Shah SC1,2, Khalili H3, Chen CY4, Ahn HS5, Ng SC6, Burisch J2,7, Colombel JF2. Aliment Pharmacol Ther. 2019 Feb 17. doi: 10.1111/apt.15178. [Epub ahead of print]


Author information

1 Division of Gastroenterology and Hepatology, Vanderbilt University Medical Center, Nashville, Tennessee.

2 The Dr. Henry D. Janowitz Division of Gastroenterology, Icahn School of Medicine at Mount Sinai, New York City, New York.

3 Division of Gastroenterology, Massachusetts General Hospital and Harvard Medical School, Boston, Massachusetts.

4 School of Pharmacy, Kaohsiung Medical University, and Department of Medical Research, Kaohsiung Medical University Hospital, Kaohsiung, Taiwan.

5 Department of Preventive Medicine, College of Medicine, Korea University, Seoul, Republic of Korea.

6 Department of Medicine and Therapeutics, State Key Laboratory of Digestive Disease, Institute of Digestive Disease, LKS Institute of Health Science, The Chinese University of Hong Kong, Shatin, Hong Kong.

7 Department of Gastroenterology, North Zealand University Hospital, Frederikssund, Denmark.


BACKGROUND: There appear to be differences in risk factor profiles for IBD between Asia-Pacific and Western populations, which might suggest idiosyncrasies in pathogenesis.

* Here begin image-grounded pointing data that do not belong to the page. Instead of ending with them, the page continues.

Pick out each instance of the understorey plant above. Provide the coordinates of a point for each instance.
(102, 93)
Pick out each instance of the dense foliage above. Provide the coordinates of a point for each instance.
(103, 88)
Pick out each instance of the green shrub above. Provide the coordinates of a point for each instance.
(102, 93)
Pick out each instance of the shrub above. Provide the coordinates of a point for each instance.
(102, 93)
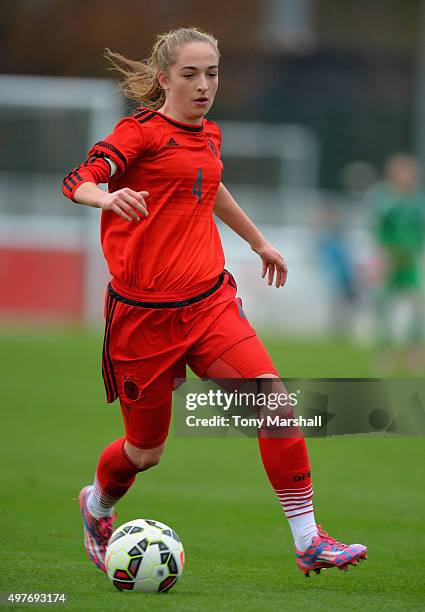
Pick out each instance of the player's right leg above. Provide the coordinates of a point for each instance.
(116, 471)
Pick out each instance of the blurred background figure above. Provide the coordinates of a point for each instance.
(398, 212)
(338, 269)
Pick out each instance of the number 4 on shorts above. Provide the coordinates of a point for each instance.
(197, 187)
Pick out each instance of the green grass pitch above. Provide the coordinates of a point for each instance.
(238, 546)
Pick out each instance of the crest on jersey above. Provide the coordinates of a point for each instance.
(212, 146)
(131, 389)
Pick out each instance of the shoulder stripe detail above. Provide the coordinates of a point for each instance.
(107, 145)
(147, 118)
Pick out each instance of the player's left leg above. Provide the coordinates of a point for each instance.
(286, 462)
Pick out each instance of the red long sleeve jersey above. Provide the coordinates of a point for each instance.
(175, 252)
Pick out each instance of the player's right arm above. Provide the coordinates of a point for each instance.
(126, 203)
(109, 157)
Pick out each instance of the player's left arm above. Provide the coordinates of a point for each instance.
(227, 209)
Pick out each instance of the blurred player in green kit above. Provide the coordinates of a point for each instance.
(399, 215)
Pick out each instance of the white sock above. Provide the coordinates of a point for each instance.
(304, 528)
(98, 504)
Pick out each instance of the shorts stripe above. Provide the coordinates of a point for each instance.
(107, 367)
(178, 304)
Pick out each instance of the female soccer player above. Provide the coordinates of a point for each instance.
(170, 301)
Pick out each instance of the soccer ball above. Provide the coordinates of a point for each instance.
(145, 556)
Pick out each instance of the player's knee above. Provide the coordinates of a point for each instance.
(144, 458)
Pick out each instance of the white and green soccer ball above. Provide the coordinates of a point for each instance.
(145, 556)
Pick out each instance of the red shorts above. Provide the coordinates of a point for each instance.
(147, 347)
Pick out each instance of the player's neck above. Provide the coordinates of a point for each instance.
(172, 114)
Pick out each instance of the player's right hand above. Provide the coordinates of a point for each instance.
(126, 203)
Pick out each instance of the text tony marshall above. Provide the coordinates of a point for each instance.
(237, 420)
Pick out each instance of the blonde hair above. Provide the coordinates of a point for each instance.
(140, 77)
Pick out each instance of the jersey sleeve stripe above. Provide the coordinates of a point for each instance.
(109, 147)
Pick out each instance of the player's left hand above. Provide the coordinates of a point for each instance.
(273, 262)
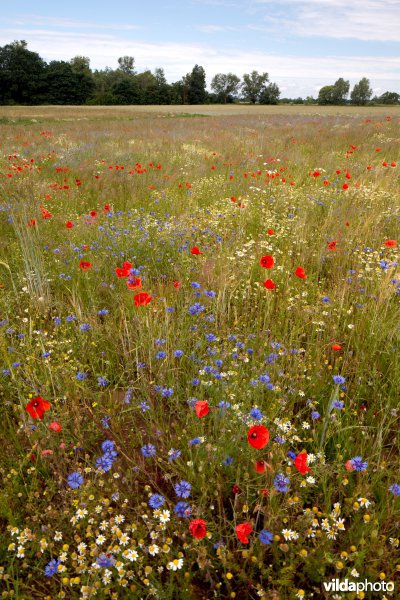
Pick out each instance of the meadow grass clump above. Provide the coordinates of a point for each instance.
(199, 347)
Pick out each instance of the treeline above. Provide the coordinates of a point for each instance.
(25, 78)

Recently, sex-based differences in IBD according to the age of diagnosis have been described in Western populations.

AIM: Our primary aim was to identify whether sex-based differences in IBD incidence similarly exist across the age spectrum for Asia-Pacific populations.

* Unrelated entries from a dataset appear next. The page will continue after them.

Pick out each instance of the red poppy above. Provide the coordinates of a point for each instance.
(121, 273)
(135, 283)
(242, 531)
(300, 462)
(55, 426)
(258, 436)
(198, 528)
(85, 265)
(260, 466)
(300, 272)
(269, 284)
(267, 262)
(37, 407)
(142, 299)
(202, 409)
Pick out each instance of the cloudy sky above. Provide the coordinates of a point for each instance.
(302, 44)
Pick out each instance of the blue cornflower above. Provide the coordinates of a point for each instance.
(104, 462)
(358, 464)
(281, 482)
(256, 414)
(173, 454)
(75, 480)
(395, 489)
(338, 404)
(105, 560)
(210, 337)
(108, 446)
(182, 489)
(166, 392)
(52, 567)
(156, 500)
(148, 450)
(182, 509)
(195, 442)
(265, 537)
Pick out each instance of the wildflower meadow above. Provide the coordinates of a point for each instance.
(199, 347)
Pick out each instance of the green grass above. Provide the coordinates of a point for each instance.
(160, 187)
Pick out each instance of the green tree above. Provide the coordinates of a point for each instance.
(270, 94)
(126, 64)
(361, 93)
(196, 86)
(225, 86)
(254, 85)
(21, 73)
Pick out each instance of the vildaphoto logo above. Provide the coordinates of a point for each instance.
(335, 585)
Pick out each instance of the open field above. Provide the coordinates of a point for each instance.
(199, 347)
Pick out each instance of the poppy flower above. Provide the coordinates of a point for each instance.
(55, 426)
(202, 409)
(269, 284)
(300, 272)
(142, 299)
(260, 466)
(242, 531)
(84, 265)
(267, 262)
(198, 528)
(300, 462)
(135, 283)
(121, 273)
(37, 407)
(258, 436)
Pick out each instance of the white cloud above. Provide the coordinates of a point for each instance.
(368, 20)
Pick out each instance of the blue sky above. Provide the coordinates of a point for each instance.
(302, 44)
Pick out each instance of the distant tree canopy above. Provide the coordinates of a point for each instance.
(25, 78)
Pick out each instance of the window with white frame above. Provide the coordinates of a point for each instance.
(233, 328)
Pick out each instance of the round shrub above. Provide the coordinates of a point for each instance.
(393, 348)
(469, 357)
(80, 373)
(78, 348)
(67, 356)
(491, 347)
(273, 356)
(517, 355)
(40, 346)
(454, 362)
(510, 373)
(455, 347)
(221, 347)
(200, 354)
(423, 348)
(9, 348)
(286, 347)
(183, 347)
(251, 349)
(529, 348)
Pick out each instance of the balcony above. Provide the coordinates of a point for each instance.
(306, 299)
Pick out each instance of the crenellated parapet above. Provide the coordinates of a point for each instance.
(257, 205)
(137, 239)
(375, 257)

METHODS: We identified Asia-Pacific population-based cohorts where IBD incidence data stratified by sex were available for the full age spectrum. Cohorts were included only if IBD diagnoses were confirmed and validated. We calculated incidence rate ratios of Crohn's disease (CD) and ulcerative colitis (UC) according to age and compared differences between males and females using random-effects meta-analysis.

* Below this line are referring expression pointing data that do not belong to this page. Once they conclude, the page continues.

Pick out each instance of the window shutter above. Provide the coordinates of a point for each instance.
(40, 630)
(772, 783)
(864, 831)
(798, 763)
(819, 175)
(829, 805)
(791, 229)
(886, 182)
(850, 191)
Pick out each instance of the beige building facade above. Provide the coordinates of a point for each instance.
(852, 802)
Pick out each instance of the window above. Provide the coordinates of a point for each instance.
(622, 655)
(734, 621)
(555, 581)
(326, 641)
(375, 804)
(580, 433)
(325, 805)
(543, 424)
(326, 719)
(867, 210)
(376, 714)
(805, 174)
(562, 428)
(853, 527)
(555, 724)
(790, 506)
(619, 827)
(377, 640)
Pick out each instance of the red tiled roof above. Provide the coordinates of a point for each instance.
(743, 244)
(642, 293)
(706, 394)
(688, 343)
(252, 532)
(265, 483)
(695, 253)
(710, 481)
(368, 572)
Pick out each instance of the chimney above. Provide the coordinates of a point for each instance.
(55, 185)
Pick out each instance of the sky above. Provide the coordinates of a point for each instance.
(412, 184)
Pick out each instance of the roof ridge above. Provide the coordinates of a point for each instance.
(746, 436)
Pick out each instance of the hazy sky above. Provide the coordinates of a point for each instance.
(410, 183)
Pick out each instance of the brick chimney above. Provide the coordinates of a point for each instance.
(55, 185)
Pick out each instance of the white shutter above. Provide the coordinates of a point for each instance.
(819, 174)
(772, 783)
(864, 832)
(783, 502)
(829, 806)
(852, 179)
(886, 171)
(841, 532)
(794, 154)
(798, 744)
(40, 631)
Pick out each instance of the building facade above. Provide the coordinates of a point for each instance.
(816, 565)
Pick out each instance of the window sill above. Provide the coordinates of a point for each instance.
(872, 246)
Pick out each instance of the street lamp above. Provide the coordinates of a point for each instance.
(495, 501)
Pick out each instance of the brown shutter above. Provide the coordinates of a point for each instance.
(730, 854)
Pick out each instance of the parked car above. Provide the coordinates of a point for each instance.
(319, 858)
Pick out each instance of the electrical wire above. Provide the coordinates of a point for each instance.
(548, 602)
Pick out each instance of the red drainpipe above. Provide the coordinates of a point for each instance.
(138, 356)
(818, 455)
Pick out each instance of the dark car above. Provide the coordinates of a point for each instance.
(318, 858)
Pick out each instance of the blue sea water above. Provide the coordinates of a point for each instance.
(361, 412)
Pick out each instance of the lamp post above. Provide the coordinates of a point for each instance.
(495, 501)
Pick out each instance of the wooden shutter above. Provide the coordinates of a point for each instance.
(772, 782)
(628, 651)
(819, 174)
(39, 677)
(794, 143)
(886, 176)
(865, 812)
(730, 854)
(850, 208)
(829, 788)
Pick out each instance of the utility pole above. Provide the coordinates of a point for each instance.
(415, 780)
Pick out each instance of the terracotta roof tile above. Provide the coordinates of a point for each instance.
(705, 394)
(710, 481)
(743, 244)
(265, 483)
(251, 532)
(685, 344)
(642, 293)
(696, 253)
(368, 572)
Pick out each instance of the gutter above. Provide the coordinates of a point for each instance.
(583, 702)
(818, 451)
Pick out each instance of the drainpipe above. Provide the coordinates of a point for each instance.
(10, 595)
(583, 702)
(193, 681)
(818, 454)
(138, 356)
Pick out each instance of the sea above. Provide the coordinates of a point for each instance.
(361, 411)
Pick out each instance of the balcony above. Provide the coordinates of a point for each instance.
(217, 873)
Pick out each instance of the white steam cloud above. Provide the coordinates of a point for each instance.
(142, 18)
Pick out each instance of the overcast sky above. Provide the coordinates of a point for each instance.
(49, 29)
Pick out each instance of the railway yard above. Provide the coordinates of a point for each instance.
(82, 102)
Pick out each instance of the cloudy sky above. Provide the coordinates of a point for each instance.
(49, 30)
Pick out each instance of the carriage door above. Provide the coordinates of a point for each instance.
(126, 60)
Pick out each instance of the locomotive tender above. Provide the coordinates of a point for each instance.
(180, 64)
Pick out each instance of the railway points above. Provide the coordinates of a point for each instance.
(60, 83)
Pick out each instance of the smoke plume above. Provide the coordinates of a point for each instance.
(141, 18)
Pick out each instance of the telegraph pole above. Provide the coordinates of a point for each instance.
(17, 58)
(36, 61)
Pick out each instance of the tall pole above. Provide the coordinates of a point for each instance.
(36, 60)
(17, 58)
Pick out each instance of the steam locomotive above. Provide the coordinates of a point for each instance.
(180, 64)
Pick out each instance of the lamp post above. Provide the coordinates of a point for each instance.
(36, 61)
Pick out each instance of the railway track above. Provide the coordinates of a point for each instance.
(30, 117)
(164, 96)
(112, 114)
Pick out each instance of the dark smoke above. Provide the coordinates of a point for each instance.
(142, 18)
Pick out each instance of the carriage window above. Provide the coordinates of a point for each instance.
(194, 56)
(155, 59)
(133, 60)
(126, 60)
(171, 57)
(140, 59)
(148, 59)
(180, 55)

RESULTS: Among 567.8 million people from 11 Asia-Pacific countries/provinces/nations, we identified 10 553 incident CD cases (7060 males; 3493 females) and 16 946 incident UC cases (9754 males; 7192 females). Starting in early adolescence until age 50 years, there was a 36%-64% higher incidence of CD in males vs females (P < 0.001). UC incidence ranged from 20%-42% higher in males vs females in the age groups between 15 and 65 years (P < 0.05).

CONCLUSIONS: In a pooled analysis of population-based studies from the Asia-Pacific region, we found a male predominance of both CD and UC for the majority of the age spectrum from adolescence to middle/late-middle age. Additional studies are needed to clarify biological and nonbiological determinants of sex differences in IBD, which might be distinct between Asia-Pacific and Western populations.